In 2016-17, funding for schools under the Australian Education Act is expected to grow by 8.7 per cent – reflecting a 6.9 per cent funding increase per student in non-government schools and 11.7 per cent per student in government schools.
“The Coalition Government’s announcement that per-student school funding from 2018 will increase at 3.56 per cent each year is a significant improvement over the previous policy of indexing funding at the rate of the consumer price index,” Mr Fox said.
“There was no logical reason why petrol prices and the price of fruit and vegetables would determine changes in funding for Australian schools.”
Mr Fox said the commitment to education demonstrated through increased recurrent funding, while lower than increases in recent years, should ensure funding keeps pace with real school costs and therefore should avoid pressure on school fees.
“The Government’s ‘Quality Schools, Quality Outcomes’ document commits to needs-based funding for all schools,” Mr Fox said. “If the needs of schools and students increase, additional funding will be required.
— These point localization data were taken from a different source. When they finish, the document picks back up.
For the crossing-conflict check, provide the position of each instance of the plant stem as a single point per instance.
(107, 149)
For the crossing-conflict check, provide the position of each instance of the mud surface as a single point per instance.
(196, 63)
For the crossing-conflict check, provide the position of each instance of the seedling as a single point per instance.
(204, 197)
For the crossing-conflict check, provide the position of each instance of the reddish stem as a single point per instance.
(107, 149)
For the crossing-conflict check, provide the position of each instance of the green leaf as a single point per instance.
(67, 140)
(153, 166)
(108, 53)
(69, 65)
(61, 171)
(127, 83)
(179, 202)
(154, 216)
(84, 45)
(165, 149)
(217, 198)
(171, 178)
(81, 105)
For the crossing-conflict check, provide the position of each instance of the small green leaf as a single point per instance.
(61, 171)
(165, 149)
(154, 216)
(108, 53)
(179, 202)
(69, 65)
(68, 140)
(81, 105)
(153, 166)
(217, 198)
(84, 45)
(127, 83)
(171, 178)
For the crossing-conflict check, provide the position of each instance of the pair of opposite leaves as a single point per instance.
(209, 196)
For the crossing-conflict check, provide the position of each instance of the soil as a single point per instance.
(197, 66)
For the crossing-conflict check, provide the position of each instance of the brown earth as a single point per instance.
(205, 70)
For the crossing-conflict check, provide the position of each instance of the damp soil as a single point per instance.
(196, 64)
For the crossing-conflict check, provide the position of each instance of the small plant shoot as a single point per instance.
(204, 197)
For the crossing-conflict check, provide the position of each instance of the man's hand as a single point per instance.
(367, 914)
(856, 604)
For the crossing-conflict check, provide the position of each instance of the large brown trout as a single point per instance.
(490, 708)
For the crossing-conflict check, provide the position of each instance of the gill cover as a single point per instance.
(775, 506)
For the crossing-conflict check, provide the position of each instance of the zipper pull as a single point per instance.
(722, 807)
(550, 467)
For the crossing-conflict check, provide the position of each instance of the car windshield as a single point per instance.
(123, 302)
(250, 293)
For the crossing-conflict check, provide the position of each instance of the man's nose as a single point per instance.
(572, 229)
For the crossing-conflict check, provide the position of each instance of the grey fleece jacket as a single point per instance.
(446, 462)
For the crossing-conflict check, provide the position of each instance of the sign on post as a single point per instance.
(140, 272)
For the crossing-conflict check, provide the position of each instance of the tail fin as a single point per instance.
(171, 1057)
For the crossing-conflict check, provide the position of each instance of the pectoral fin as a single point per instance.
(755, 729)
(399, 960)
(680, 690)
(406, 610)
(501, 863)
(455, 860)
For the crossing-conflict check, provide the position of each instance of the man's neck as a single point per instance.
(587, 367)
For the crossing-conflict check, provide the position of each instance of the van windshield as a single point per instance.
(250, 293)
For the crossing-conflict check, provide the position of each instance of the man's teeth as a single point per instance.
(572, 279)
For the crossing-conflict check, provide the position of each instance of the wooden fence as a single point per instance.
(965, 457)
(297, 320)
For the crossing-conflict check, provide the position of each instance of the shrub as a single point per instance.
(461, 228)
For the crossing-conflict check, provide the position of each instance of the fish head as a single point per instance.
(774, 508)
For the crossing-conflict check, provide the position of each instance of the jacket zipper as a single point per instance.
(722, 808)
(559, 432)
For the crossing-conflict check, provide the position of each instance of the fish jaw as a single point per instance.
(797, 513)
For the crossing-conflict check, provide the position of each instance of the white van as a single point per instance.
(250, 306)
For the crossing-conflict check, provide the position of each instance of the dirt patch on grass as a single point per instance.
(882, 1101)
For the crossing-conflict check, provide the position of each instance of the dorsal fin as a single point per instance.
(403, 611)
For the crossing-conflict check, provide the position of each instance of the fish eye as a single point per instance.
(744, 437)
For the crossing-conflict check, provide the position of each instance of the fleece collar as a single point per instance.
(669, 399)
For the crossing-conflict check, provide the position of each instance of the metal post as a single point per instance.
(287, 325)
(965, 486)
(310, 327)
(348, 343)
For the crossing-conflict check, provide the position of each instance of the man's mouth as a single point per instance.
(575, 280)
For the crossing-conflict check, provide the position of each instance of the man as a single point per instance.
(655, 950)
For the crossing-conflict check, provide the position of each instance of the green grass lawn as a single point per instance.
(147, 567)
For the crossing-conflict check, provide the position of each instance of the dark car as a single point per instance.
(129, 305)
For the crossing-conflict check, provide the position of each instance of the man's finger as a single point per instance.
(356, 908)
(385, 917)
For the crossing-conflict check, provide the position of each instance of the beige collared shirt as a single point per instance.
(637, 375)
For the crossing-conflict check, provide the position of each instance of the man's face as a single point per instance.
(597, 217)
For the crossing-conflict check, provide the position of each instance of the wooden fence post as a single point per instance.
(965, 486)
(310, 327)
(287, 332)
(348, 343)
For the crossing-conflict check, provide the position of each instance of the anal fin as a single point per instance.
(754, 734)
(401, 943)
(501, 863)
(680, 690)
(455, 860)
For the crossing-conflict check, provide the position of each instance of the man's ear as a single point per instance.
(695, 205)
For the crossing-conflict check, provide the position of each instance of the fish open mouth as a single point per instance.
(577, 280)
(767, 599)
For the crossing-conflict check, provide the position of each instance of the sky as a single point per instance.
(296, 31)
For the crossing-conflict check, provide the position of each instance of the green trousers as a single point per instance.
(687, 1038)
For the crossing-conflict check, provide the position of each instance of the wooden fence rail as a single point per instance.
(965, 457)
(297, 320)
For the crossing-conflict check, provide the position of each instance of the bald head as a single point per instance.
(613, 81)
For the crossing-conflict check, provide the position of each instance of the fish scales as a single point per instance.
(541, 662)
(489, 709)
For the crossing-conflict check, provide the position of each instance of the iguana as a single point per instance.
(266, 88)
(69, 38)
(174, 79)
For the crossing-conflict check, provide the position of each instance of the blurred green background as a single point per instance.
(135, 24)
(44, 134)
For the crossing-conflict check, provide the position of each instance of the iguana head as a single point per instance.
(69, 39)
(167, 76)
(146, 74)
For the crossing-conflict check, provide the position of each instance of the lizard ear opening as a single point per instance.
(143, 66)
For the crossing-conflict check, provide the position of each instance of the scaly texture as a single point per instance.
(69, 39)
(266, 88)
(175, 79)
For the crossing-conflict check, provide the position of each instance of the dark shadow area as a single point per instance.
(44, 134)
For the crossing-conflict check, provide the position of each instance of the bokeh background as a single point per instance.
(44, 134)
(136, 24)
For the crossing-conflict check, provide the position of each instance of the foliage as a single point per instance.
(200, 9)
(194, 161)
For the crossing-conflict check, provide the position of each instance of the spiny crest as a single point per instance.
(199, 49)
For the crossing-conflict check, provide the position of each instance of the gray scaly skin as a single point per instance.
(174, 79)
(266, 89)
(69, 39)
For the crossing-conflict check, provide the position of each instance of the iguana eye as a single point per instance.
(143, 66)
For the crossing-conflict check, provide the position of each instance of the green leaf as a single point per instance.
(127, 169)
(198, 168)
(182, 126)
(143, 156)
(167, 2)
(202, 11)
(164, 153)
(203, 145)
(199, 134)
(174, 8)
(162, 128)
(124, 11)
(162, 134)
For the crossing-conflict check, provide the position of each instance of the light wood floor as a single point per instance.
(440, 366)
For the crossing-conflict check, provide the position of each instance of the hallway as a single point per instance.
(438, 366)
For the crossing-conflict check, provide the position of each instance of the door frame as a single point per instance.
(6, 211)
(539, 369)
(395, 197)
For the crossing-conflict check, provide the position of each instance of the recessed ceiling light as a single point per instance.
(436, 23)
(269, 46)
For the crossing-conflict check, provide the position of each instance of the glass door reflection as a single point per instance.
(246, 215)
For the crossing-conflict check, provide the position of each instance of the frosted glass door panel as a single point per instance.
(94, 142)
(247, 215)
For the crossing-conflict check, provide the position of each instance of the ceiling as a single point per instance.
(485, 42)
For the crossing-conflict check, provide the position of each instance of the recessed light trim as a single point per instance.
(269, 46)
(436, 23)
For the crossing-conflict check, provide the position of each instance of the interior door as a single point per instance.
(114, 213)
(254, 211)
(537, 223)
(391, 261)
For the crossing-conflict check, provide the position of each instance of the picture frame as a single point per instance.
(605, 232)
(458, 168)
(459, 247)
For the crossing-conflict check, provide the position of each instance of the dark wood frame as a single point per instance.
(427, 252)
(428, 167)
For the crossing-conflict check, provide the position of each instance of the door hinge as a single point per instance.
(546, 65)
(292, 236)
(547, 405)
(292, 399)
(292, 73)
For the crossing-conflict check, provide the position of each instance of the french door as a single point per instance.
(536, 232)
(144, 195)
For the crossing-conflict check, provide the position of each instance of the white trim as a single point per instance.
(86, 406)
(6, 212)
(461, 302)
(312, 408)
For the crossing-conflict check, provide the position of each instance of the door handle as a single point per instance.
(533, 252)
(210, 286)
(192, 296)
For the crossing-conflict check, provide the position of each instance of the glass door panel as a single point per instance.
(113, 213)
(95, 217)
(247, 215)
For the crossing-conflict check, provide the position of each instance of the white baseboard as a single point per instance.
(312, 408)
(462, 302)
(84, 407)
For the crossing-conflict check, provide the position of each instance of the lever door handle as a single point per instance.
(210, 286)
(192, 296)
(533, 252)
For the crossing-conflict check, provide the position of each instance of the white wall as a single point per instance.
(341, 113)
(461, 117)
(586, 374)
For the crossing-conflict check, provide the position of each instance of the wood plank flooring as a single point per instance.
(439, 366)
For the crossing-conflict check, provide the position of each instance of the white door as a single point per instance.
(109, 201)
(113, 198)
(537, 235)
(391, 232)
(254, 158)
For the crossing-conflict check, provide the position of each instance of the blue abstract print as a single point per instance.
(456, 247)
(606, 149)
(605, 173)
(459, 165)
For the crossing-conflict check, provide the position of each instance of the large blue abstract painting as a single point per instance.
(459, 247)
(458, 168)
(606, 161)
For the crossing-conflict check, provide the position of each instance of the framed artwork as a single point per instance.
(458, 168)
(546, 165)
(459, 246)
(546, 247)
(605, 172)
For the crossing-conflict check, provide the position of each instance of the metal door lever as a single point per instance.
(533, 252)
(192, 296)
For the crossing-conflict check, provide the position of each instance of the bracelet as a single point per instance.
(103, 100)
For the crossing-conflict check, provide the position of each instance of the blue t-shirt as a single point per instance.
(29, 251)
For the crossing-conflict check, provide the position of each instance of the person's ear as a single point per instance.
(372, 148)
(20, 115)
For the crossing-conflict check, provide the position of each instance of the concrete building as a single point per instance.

This cannot be a zero sum game.
“The number of students with disability and the number of Indigenous students has doubled in Catholic schools over the past decade. It is important that needs-based funding applies equitably to all school sectors.”
Mr Fox said the additional $118 million announced in the Budget to provide interim funding to support students with disability is a welcome initiative. Catholic education will continue as a committed partner to realise identification and funding arrangements for students with disability that meets the needs of these students.
“Parents will want to understand the overall context of the Budget and how these initiatives are sustainably funded. They will also naturally compare these policies with alternative proposals for schools to judge the effect on school fees and the teaching and learning in their child’s school,” Mr Fox said.
“It is vital to the future of Australia that schools are effective in meeting the learning needs of students while at school and in life beyond. This will not be assisted by red tape or additional reports, but rather sensible initiatives to ultimately support quality teaching and learning in classrooms. In principle, Catholic school authorities will want to avoid imposition of additional cost without clear benefits that assists quality schooling.”
Mr Fox added that the continuation of the capital funding program for non-government schools is highly valued.
“Additional funding is still needed for the vital social infrastructure of schools throughout Australia. With Australian families continuing to exercise school choice and seek enrolment in Catholic and independent schools, there is a need for financial support from the government to construct and expand schools to meet the growing school-aged population,” he explained.
“More than 70 new Catholic schools costing in the vicinity of $1 billion are planned to start construction in the next five years, with parents currently in line to pay the vast majority of that cost. Without additional government funding, these schools may not be built.”